Sound quality vs. volume


Looking for a bit of expertise here:

I recently made a few changes to my setup and while overall pleased with the results, I’m on the quest for better.  I’m hoping you all can help me diagnose an issue I’m hearing.

When listening to music at lower volume levels - say less than 1/2 total volume, the clarity, imaging and dynamics come across far more coherent and “in focus”.  To use an often over-coined phrase “It’s like I’m there in the room”.  As I start to push the volume up a bit, closer to live-performance levels, the sound becomes increasingly “mushy”.  I know, a highly technical term, but the best way to describe what I am hearing.  The bottom-end loosens up - getting a bit boomy, the crispness of the mid-range and highs fade and the imaging falls out of focus.  These are all incremental with volume until I get to the point where it’s just unbearable.   

I’m no expert by any means but feel it might be room acoustics.  I already know I have a less than ideal setup with a nearly square room (21x20ft) with 60% of the surface covered with clear birch wood paneling. Some things we can’t change (easily).  I do not have any acoustic treatment, just lots of soft furniture.  What I find interesting is that my old setup (Magnepan 1.6) didn’t suffer to such a degree.  Maybe with the new setup there is more to loose?  A mystery.  

For a bit more context:  
Speakers:  Dynaudio Contour 60
Streamer: SoTM sms-200 Ultra
Amplifier: Peachtree Nova500

Within the 20x21ft. room, my speakers are 4ft. from the wall, I am seated 13ft. from the front wall (a bit back from room center). Speakers are 9ft. apart.

Any thoughts?  


wanderingmoo
There is one way of separating the system from the room and know for sure "is it system or room?" Set the system up outside in your driveway, far from any walls or boundaries.  Set up your seating position in the same place.  Repeat your tests and see if you get the same audible effects with level.  Its a simple test but an effective one and always a dramatic experience to hear what your [nearly] boundary free system sounds like!  Now you can better identify what is a system problem vs a room problem.  It's much easier to find a fix when you can clearly identify the problem.   Audio problems are so often solved via a process of elimination.   

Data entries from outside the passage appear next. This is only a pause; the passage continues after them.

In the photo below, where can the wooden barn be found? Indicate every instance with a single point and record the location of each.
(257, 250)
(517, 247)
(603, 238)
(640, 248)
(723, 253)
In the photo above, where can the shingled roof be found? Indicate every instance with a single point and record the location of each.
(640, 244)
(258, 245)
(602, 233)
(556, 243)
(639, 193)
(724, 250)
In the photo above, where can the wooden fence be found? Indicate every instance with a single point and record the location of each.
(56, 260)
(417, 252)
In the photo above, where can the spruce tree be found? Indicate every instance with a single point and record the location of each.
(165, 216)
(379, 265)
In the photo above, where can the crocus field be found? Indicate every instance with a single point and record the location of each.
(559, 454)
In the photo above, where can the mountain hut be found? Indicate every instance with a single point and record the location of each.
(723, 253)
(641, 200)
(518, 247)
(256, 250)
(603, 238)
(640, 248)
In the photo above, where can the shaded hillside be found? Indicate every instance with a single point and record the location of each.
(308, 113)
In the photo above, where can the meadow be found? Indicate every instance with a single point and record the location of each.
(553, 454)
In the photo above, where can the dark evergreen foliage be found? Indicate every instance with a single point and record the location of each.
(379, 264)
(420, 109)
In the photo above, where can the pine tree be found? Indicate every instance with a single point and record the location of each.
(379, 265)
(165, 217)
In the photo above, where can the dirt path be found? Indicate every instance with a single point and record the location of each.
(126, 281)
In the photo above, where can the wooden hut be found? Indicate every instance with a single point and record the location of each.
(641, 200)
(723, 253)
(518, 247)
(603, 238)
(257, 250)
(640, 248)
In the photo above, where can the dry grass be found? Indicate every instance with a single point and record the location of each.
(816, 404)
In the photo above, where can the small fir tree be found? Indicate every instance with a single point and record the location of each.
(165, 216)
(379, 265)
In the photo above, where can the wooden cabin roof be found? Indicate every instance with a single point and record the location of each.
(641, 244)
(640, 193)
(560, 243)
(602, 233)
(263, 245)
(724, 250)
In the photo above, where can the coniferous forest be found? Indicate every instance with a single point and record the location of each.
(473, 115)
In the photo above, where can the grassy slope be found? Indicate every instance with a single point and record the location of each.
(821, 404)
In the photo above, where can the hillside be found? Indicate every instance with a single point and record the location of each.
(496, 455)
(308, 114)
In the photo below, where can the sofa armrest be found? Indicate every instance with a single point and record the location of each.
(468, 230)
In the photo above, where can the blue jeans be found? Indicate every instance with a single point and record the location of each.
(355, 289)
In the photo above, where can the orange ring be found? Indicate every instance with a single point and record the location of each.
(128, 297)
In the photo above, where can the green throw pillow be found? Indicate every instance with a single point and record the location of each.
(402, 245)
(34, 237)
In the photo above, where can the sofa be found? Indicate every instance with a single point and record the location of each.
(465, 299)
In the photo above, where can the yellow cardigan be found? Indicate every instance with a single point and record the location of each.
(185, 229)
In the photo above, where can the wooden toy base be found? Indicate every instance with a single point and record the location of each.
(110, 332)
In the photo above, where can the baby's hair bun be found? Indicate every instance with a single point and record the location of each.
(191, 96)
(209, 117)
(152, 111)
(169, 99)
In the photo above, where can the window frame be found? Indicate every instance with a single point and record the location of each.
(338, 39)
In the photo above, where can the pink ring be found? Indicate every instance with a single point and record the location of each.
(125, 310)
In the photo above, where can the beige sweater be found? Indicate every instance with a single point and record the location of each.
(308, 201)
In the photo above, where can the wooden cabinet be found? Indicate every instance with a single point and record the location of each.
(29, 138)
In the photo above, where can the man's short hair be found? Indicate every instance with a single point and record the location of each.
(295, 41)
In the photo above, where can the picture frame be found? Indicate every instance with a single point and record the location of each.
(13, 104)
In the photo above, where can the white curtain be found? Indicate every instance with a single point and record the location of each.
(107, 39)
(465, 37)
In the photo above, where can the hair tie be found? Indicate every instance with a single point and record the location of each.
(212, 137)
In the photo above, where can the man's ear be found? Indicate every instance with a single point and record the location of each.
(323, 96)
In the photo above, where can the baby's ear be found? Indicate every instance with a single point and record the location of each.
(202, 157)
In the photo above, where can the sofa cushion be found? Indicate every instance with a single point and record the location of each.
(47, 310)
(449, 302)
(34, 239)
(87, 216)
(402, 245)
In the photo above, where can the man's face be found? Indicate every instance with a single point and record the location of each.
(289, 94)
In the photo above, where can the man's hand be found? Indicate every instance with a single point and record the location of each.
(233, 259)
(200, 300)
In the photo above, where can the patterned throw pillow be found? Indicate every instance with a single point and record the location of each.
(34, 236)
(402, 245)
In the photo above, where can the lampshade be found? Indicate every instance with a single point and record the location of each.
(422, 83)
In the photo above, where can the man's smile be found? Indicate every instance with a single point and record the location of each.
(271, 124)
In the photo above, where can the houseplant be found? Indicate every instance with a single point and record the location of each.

Like Geoffkait said, there are so many different problems affecting system + room behavior that most of us cannot figure out where to start or where to end.  It's usually beyond us as the science of it is truly complex and overwhelming.  Just from the myriad of answers above it is easy to see that almost any place you start applying a fix yields a difference.  But is this difference better or just different?  That's the real question that is very difficult to answer without some kind of a baseline, a reference of some sort.  

Brad
Lone Mountain Audio
TransAudio Group
ATC USA    

Hi wanderingmoo, what you describe has nothing to do with room acoustics. You are just running out of power supply. You can prove this to yourself fairly easily. The Peechtree has a preamp output. You will have to borrow a large AB amp from your dealer or a friend, hook it up to your speakers and use the preamp section of the Peechtree to drive it. If distortion at high volume improves you have your answer. The Peechtree just does not have a power supply big enough to support the volume you like listening at.
Go get a pack of Roxol/rockwool for $50. I like the packs that are 12 slabs of 3.5 inch thick panels 47 inches tall by 15 wide. That’s enough to diagnose room problems. Stand some in the corners, then lay some along the base of the wall behind the speakers, maybe stand some up on the wall behind each speaker, then try at the first reflection points. Try other locations and combinations. When you notice it changes the sound, that’s  an area that you need to work on with real room treatments.  Don’t spend money guessing what treatments you need and where. $50 bucks and a weekend of experimenting with rockwool will lead you to know your room better. Yes there are more scientific methods. This is one method everyone can do. I’ve used these rockwool slabs to help many people find room problems. 
+1 vinylfan
No, dsp does not make for a boring sound. Quite the opposite. It clears the low-mid and gives you back the imaging, the transients and the liveliness. Toghether with a deep and tighter bass. Maybe if you use dsp also for higher frequencies, up to 5 -10 khz, it may make a lot of speakers sound very close! Naturally there are better and worse dsp. Nothing is perfect. If you go for Lyngdorf they have very usable fixed eq curves from 200 Hz and down that I use depending on what the recording needs. No recording is perfect.